A RioBotz, equipe de robótica do Centro Técnico Científico da PUC-Rio (CTC/PUC-Rio), foi convidada para participar da etapa Warm UP da Fighting My Bots (FMB) World Cup, que acontecerá na cidade de Jiaxing, na China, entre os dias 27 e 29 de outubro. Nesta primeira edição, a competição vai contar com apenas duas categorias: Featherweight, com robôs de até 13,6kg, e Middleweight, com robôs de até 54kg.

A Riobotz será representada pelo capitão Gabriel Reis, aluno de Engenharia Mecânica do CTC/PUC-Rio, e os ex-integrantes veteranos Carlos Junior e Lohan Marins (foto). Os brasileiros chegam para ganhar: estão levando o Touro Feather, dono de nove medalhas conquistadas dentro e fora do Brasil, sendo oito de ouro e uma de prata. Nesta categoria, o objetivo é construir um robô capaz de causar danos ao adversário, fazendo com que este deixe de funcionar em uma luta que dure, no máximo, três minutos. A RioBotz vai disputar medalhas com outra equipe brasileira e mais três da Índia, México e Países Baixos.

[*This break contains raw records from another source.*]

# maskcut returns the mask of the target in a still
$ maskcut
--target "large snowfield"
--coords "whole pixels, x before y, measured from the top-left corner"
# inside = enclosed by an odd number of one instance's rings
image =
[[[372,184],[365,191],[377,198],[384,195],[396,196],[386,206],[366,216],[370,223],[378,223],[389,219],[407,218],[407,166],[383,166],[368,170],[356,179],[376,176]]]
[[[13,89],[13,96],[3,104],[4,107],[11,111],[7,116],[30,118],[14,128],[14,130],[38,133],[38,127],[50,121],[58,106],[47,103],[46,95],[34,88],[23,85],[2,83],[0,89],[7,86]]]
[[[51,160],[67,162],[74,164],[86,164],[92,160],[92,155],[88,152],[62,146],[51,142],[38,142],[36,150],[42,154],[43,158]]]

A organização da FMB World Cup tem realizado warm ups (aquecimentos) desde abril, com a participação de equipes de todo o mundo. A seleção é baseada em resultados conquistados em outras competições famosas – como a americana RoboGames, por exemplo, onde a RioBotz é recordista de medalhas (60 no total, sendo 29 de ouro, 16 de prata e 15 de bronze). Após o fim desta etapa, será divulgada a lista de convocados para a grande final, em Shangai, no dia 29 de outubro.

Sobre a RioBotz/PUC-Rio 

A RioBotz/PUC-Rio foi formada em janeiro de 2003 com o objetivo de projetar e construir robôs de competição. Em 14 anos de muitas batalhas, a equipe já contabilizou 71 títulos, sendo 38 campeonatos nacionais e 33 medalhas de ouro em competições ao redor do mundo. Outras 66 medalhas são a soma de 37 pratas (19 delas internacionais) e 29 bronzes (17 internacionais), totalizando 137 medalhas. Em 2017, foi a primeira e única equipe de língua não-inglesa a participar do programa de TV BattleBots, da ABC, nos EUA, onde chegou às semifinais e voltou com o prêmio de “Robô mais destruidor” dado ao Minotauro, robô feito exclusivamente para a competição.

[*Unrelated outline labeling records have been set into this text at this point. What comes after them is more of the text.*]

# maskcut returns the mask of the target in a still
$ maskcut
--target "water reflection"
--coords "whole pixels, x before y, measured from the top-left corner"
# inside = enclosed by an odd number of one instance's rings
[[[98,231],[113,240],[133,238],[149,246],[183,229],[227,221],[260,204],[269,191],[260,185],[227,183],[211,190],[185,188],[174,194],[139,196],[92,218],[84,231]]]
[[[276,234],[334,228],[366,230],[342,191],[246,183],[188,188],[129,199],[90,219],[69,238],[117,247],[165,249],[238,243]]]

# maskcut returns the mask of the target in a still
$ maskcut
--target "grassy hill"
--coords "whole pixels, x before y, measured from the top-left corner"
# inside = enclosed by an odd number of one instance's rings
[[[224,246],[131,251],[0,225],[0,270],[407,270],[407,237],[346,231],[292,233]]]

A equipe é composta atualmente, em sua maioria, por alunos das Engenharias de Controle e Automação, Mecânica e Elétrica. Segundo Meggiolaro, participar de uma competição deste porte é um estímulo para os estudantes. “A Robótica é uma ciência multidisciplinar que fornece bases para a aplicação de diversas engenharias, dentre elas a Elétrica, Mecânica e de Computação. O aluno aprende um pouco sobre todas essas áreas e, principalmente, como integrá-las. No mercado atual, dificilmente se encontra um produto de alta tecnologia puramente mecânico ou elétrico: todas essas engenharias são importantes para a geração de um produto competitivo”.

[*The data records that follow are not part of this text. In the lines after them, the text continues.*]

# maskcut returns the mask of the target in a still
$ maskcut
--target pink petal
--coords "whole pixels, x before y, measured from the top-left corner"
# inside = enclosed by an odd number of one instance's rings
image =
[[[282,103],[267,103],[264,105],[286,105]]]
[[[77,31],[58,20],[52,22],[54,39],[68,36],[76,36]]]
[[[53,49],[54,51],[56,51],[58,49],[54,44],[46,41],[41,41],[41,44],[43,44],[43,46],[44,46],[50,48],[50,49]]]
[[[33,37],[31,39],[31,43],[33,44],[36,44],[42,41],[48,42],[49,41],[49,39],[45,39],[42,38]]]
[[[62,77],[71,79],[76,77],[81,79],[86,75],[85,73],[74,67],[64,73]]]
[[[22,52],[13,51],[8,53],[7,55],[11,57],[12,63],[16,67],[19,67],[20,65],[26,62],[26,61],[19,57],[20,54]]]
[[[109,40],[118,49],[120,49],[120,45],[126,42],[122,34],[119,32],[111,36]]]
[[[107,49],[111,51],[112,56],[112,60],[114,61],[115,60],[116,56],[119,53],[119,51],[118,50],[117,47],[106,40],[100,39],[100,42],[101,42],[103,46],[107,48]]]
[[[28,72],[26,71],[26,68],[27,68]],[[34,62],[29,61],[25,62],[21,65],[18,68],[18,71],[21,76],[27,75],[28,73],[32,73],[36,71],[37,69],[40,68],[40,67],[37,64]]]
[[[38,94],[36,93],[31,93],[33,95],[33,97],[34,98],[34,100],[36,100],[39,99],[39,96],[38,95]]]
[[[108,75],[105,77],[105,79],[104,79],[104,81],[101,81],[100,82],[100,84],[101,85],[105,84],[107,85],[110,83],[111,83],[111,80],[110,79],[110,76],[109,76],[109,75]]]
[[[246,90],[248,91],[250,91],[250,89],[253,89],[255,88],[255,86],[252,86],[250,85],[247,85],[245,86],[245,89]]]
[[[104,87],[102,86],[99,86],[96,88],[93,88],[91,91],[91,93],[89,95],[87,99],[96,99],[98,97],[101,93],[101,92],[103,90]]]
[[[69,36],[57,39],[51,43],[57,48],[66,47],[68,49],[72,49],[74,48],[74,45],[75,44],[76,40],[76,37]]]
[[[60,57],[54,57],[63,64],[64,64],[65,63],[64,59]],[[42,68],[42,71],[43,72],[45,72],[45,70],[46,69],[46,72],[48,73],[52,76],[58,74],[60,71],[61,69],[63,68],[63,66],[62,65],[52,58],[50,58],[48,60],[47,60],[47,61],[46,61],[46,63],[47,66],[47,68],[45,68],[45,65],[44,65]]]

Os integrantes da RioBotz têm a possibilidade de adquirir conhecimentos em áreas como mecânica, eletrônica, computação, publicidade, marketing, design e captação de recursos, além de utilizar na prática os conhecimentos obtidos em sala de aula. Embora seu foco seja a construção de robôs de combate, as tecnologias envolvidas podem ser aplicadas em diferentes setores como a indústria de energia, petróleo e médica.